A book that I’m reading at the moment is Black Tudors: The Untold Story, by Miranda Kaufmann. London was obviously very small in the Tudor times, and if you’ve got a big minority like that and they’re settling in London and having children, the black presence in London especially was actually a lot bigger than people believe.

I also enjoy people-watching and studying people’s features and working out people’s hidden heritage. It’s quite interesting when you speak to people who can retrace their ancestral line, it’s just amazing. Once I know more about the image in my head that I want to get down, it really does help me to produce more of my better artwork.  
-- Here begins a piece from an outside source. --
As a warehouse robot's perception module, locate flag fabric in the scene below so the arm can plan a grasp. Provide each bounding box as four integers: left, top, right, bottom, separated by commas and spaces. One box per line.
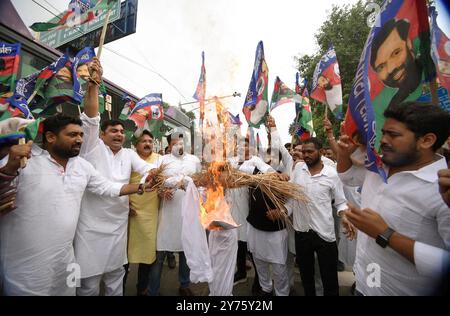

Elmina, A. Maria Raithatha

 

Is there an artwork that you’re most proud of?

Hidden History.

This piece actually came about quite quickly, it was literally about getting it down on paper. The piece was inspired by a holiday that we took in St. Kitts. In the capital, there’s a place called Independence Square where people can sit, it’s a really lovely place to be. It wasn’t until later on that I realised that it was where they used to sell the slaves. It’s a tourist spot now, but it gave me this really weird feeling. If you go on Trip Advisor it will suggest it as a nice place to go and relax, but the place is drenched in blood and tears. There’s lots of places like that in St. Kitts, and all over the Caribbean.

 

Image: A. Maria Raithatha

 

Obviously, I like watching all of these history programmes, but if you go to the museum there’s loads of artefacts from the Vikings and any invasion that happened in this country. If you try to find anything from slavery or from the black presence in Britain, it’s hard to find. There’s isn’t many people digging up parts of the Caribbean to do research, there doesn’t seem to be much effort being made to find out how people used to live, or what their names were. I know it’s hard because the people there were treated as not human, so there wasn’t much kept but there needs to be more research done. We need to find names of people, so people like myself can hold onto them and acknowledge that they made it through. They’re the people that I want to know about, they’re the successes that I want to know about.

What does success look like to you as an artist, and how do you see yourself developing in the future?

Success for me is to keep going, and hopefully to make other people think. I hope there will also be people who have way more influence than I do, taking this message on and doing it better.